Am I excited? Maybe. But I’m way more nervous than excited. I don’t know what to expect and, frankly, I don’t want to expect because I'm afraid all my expectations will be proven false. All of this is happening so fast. A week ago, I was literally counting down the minutes to when I’ll leave for college, but now I’m slightly anxious. A whole new world. A whole new set of people who might dislike me. No one familiar, no one from my country. Just me who is not only carrying my own burdens but the burden to represent my religion, my country, my family? Or maybe I’m just overthinking this. Maybe no one will care where I’m from or what my beliefs are. Maybe they’ll be more interested in who I am as a person, my hobbies and my dreams. I just don’t know.

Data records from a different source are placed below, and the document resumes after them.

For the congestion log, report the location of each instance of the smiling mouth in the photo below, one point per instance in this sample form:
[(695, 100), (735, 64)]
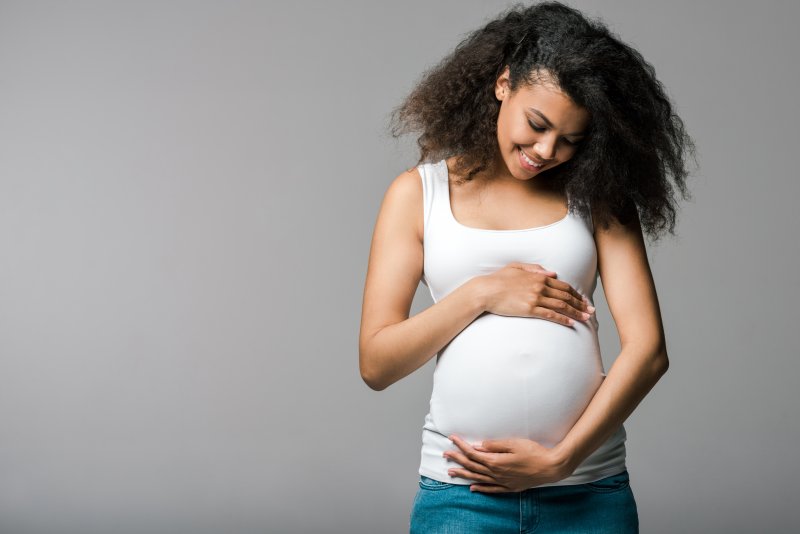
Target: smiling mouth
[(530, 161)]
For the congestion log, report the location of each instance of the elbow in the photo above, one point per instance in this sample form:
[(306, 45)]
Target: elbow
[(371, 380), (371, 376), (661, 362)]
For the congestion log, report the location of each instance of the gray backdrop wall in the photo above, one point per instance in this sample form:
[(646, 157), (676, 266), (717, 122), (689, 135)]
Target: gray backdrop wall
[(187, 195)]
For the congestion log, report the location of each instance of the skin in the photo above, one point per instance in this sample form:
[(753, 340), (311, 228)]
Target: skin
[(392, 345)]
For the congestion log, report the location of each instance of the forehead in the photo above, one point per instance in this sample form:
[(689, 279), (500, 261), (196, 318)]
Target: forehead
[(559, 108)]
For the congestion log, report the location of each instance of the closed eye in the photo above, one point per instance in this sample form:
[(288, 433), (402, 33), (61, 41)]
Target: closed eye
[(537, 128)]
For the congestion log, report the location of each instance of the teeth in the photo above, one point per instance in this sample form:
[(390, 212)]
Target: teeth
[(529, 160)]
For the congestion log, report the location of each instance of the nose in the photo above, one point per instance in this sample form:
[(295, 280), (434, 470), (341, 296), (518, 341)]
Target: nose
[(546, 148)]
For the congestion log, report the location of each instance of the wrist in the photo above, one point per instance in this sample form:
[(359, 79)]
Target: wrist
[(479, 293)]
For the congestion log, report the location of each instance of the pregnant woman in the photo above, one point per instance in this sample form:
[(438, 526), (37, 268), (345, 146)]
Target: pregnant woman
[(548, 148)]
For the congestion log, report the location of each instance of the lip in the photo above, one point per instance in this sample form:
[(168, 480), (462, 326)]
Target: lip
[(525, 163)]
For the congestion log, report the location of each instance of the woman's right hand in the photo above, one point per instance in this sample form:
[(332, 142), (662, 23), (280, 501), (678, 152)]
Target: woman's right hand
[(529, 290)]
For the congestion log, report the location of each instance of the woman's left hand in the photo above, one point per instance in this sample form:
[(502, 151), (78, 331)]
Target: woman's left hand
[(507, 465)]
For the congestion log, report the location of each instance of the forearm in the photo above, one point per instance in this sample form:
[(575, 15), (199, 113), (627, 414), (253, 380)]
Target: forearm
[(397, 350), (630, 379)]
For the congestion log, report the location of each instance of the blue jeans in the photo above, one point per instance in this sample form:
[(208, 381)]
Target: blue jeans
[(604, 506)]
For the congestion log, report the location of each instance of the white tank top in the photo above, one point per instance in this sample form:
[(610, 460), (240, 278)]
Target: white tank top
[(505, 377)]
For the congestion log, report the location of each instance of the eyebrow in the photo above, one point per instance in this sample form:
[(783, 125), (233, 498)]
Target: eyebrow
[(550, 124)]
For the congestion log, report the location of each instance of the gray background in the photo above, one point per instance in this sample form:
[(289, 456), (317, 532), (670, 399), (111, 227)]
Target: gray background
[(187, 196)]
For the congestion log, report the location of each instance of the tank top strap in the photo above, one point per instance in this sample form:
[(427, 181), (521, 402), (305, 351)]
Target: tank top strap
[(435, 191)]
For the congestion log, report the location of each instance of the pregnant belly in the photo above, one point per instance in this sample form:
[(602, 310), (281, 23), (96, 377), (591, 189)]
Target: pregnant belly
[(505, 377)]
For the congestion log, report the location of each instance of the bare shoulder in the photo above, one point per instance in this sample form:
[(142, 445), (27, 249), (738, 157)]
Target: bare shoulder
[(403, 200)]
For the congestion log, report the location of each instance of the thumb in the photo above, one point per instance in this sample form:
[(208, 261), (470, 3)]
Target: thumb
[(536, 268)]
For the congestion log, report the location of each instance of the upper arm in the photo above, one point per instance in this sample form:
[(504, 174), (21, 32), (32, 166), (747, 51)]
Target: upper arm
[(395, 258), (629, 287)]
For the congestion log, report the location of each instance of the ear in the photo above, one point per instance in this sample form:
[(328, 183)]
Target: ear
[(501, 88)]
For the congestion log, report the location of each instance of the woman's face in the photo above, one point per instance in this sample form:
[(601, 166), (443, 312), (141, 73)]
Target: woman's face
[(538, 127)]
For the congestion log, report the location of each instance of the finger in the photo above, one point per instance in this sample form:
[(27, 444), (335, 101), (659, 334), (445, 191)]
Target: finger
[(550, 315), (470, 453), (464, 461), (496, 445), (579, 303), (563, 286), (560, 307)]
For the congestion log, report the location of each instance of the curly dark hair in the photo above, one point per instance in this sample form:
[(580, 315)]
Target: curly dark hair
[(635, 141)]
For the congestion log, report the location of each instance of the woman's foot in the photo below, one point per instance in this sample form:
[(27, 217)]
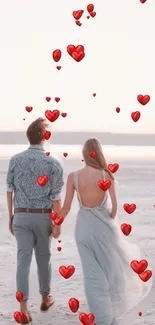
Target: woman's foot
[(27, 318), (47, 302)]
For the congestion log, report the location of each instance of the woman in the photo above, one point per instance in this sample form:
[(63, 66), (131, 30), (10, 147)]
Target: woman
[(111, 286)]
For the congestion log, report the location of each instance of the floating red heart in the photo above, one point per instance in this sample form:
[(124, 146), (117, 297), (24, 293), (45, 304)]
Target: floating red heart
[(90, 8), (48, 99), (59, 220), (77, 14), (139, 267), (78, 23), (126, 229), (77, 53), (86, 319), (66, 271), (29, 108), (19, 317), (143, 99), (53, 215), (104, 185), (135, 116), (145, 276), (63, 114), (42, 180), (93, 14), (19, 296), (57, 99), (56, 55), (113, 167), (117, 109), (92, 154), (73, 304), (52, 115), (46, 134), (129, 208)]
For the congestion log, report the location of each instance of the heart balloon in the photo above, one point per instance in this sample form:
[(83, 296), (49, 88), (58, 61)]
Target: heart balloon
[(104, 185), (42, 180), (56, 55), (52, 115), (73, 304), (66, 271)]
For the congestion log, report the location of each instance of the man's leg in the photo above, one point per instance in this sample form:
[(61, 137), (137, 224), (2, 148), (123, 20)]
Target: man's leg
[(25, 244), (43, 254)]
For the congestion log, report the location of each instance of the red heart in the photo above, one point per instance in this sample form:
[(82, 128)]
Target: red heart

I see the packed suitcases staring at me, waving me goodbye. Our family portrait, hung right in the center of our living room’s north wall, sadly gazing at me. It’s all becoming so real now. I’ve always dreamed of packing my stuff and leaving this country for good. I still want that more than ever but I never knew I’ll feel so nostalgic, even before leaving. What about my family? What about special occasions? What about my best friend’s surprise birthday? What about my niece’s first steps? I won’t be there to experience and cherish all these events. I’ll be gone.
My mother is so proud of me but I know she’s scared; scared of setting her youngest child free. She has always encouraged me to do whatever I want and just when I thought it was my turn to give back to her, I’m going far far away. She never tells me not to go, she just tells me to be happy and do what I think is right. Thank you, Mom. I promise you I’ll do everything in my capacity to make you proud and live a comfortable/tension-free life.
My brother side-hugged for me the first time ever (literally). I’ve received messages from people I haven’t talked to in ages to wish me the best of luck. I’ve been eating my favorite food (Go Desi!) all week. It’s lovely but frightening. Will I taste biryani in the next three months? Who will make my food extra spicy? Can I order up some curry and rice whenever I like?
These problems might seem trivial and maybe they are, but for me, this is about letting go of everything I’ve ever known. I believe I’m ready to begin a new life, with new surroundings, new friends, and new discoveries. I hope this will be a smooth but exhilarating ride. I’m coming for you, Trinity!